Confused about the deficit plans? Lucky you.
The Deficit Comparison Tool from the Committee for a Responsible Federal Budget is the most comprehensive and detailed way to compare the 30 D.C. deficit reduction plans (yes, we're up to 30 now), from the president's deficit commission to Rep. Mike Quigley's budget. It's an essential resource for people following the debate over how to raise taxes, cut spending, and slow the growth of entitlements to bring down our long term debt.
What becomes clear as you scan the options that there's no obvious path to a deficit compromise. Take taxes, for example. The Center for American Progress wants revenue to hit 22.5% of GDP. In 2010, tax revenue came in at 16% of GDP. (Taxes will recover as the economy recovers, but to give you a sense of things: A six-and-a-half percentage point gap is equivalent to about $950 billion in tax increases.) On the other hand, CATO, Heritage Foundation and the House Budget Resolution won't even raise taxes by a cent, which keeps the tax stream at 18% of GDP.
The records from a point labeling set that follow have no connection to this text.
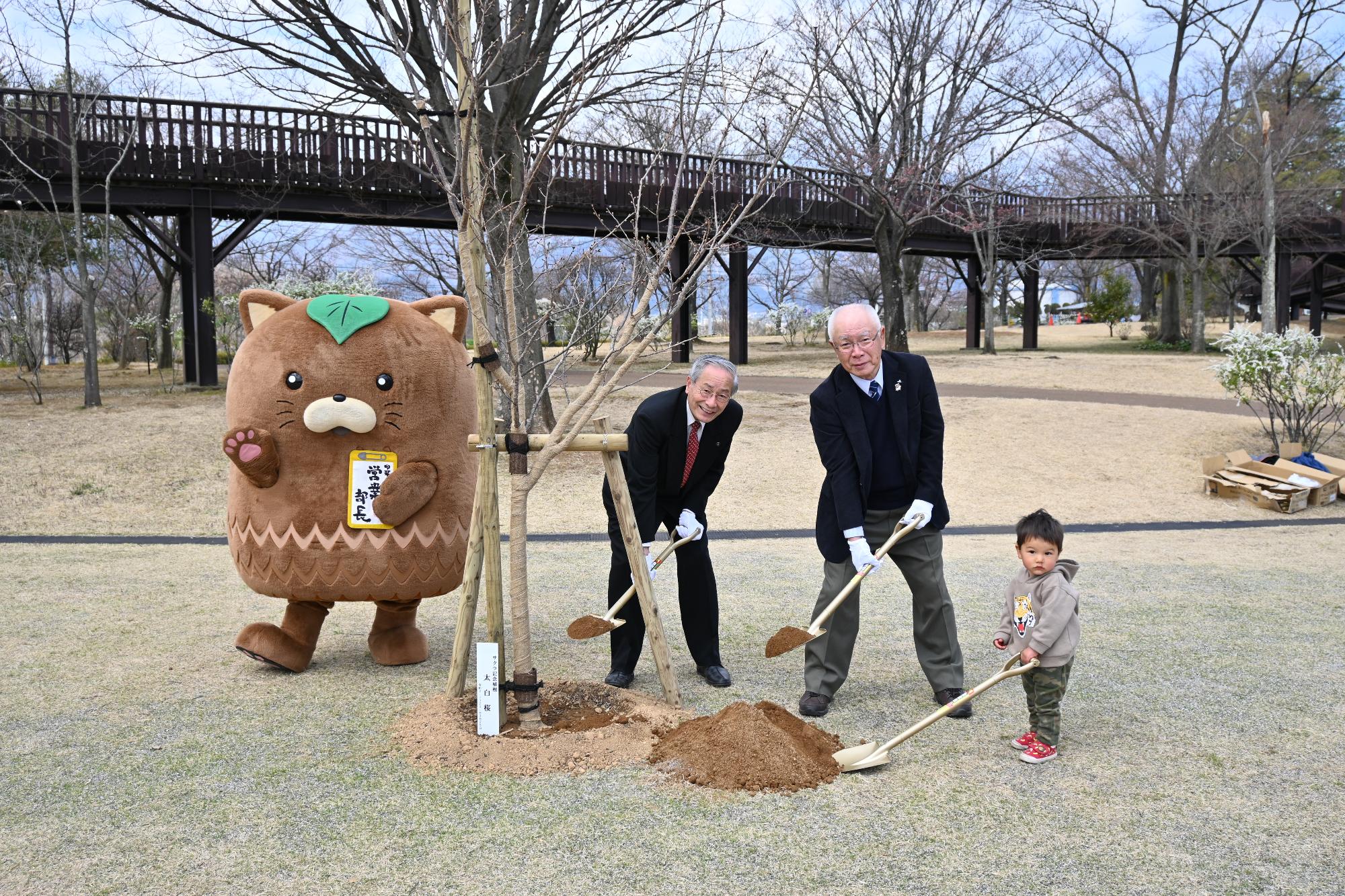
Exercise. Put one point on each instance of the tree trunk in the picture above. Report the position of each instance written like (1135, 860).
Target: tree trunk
(87, 291)
(1169, 325)
(1198, 302)
(888, 239)
(1269, 231)
(166, 358)
(524, 667)
(911, 267)
(1147, 274)
(988, 300)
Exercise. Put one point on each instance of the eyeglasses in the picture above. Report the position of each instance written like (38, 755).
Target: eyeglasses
(708, 392)
(864, 342)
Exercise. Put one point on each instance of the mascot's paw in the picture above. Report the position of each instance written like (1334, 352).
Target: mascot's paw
(275, 647)
(395, 639)
(254, 451)
(401, 646)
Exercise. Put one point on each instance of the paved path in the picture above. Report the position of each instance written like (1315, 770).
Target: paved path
(732, 534)
(805, 385)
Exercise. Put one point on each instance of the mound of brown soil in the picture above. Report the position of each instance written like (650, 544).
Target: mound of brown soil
(786, 639)
(588, 727)
(588, 627)
(746, 747)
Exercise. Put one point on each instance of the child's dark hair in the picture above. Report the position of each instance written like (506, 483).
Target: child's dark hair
(1042, 525)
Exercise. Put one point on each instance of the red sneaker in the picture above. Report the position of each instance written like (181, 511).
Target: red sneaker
(1039, 752)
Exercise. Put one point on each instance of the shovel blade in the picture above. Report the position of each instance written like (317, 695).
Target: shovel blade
(592, 626)
(861, 756)
(789, 638)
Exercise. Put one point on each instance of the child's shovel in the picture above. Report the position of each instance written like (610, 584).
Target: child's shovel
(594, 626)
(792, 637)
(871, 755)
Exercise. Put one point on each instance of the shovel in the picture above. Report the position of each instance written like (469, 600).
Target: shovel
(871, 755)
(591, 626)
(792, 637)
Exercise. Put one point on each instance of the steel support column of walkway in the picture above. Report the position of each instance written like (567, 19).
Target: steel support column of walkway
(739, 303)
(976, 307)
(683, 333)
(1315, 302)
(1031, 275)
(197, 279)
(1284, 286)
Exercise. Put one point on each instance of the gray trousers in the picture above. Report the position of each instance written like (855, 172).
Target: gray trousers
(919, 556)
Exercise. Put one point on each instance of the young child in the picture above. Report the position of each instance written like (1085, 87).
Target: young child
(1042, 619)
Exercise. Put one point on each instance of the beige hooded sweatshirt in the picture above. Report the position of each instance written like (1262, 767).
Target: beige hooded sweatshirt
(1043, 612)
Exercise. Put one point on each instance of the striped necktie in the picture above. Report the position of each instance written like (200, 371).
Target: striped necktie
(693, 446)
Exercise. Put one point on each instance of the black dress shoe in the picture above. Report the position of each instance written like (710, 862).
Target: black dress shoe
(948, 696)
(718, 676)
(814, 704)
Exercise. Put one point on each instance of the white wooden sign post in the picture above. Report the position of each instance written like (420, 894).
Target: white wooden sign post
(490, 700)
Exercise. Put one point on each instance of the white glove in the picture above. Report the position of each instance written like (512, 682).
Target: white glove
(687, 524)
(922, 507)
(861, 556)
(649, 561)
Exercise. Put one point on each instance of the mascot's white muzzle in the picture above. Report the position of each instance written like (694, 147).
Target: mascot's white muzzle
(340, 413)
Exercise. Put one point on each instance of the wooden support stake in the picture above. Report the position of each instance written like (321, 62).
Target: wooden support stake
(471, 588)
(640, 572)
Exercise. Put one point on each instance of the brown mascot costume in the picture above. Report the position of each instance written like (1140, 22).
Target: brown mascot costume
(352, 477)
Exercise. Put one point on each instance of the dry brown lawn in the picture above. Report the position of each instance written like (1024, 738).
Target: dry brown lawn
(150, 463)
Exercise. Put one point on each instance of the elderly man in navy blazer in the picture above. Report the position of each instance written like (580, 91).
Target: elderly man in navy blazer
(879, 428)
(679, 442)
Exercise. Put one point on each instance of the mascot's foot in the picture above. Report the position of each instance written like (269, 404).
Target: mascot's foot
(290, 645)
(395, 639)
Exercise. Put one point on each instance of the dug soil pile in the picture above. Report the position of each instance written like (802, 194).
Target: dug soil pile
(746, 747)
(588, 727)
(786, 639)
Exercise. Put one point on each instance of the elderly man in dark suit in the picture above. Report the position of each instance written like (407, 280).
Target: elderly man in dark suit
(879, 428)
(679, 442)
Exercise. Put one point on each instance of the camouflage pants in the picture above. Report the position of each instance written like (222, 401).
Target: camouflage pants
(1046, 688)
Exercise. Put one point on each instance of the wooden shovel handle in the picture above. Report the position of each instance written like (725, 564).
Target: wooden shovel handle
(855, 583)
(1008, 671)
(658, 561)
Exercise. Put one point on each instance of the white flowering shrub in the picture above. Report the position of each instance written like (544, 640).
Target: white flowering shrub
(789, 319)
(348, 283)
(1292, 380)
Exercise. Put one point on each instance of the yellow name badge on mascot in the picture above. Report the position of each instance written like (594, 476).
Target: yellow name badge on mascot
(368, 473)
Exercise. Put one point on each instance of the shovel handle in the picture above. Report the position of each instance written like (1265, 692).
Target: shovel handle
(1008, 671)
(855, 583)
(658, 561)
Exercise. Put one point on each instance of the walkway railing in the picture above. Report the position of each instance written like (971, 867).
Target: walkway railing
(182, 142)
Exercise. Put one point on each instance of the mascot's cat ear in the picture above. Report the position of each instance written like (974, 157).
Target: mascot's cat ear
(449, 313)
(255, 306)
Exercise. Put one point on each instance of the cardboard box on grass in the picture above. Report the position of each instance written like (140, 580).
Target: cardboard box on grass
(1324, 493)
(1335, 464)
(1233, 477)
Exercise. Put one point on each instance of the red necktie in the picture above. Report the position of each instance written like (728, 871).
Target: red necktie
(693, 446)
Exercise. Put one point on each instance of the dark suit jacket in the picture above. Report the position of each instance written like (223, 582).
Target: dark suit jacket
(657, 455)
(844, 446)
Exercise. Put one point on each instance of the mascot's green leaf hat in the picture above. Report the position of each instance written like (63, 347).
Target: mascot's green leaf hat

Averaging the liberal and conservative plans together gets you a 20.5% tax revenue target. But Washington always doesn't work by taking the middle of two extremes. There aren't more than three Republicans in Congress who have shown an appetite for any sort of tax increases in the individual income or corporate code. I'd say that higher tax revenue on the back of lower rates and fewer expenditures is the most likely tax deal, but the most likely tax deal isn't necessarily likely.
So feel out the tool at CFRB. But unfortunately, just because information can be organized doesn't mean it's going to lead to something constructive on Capitol Hill.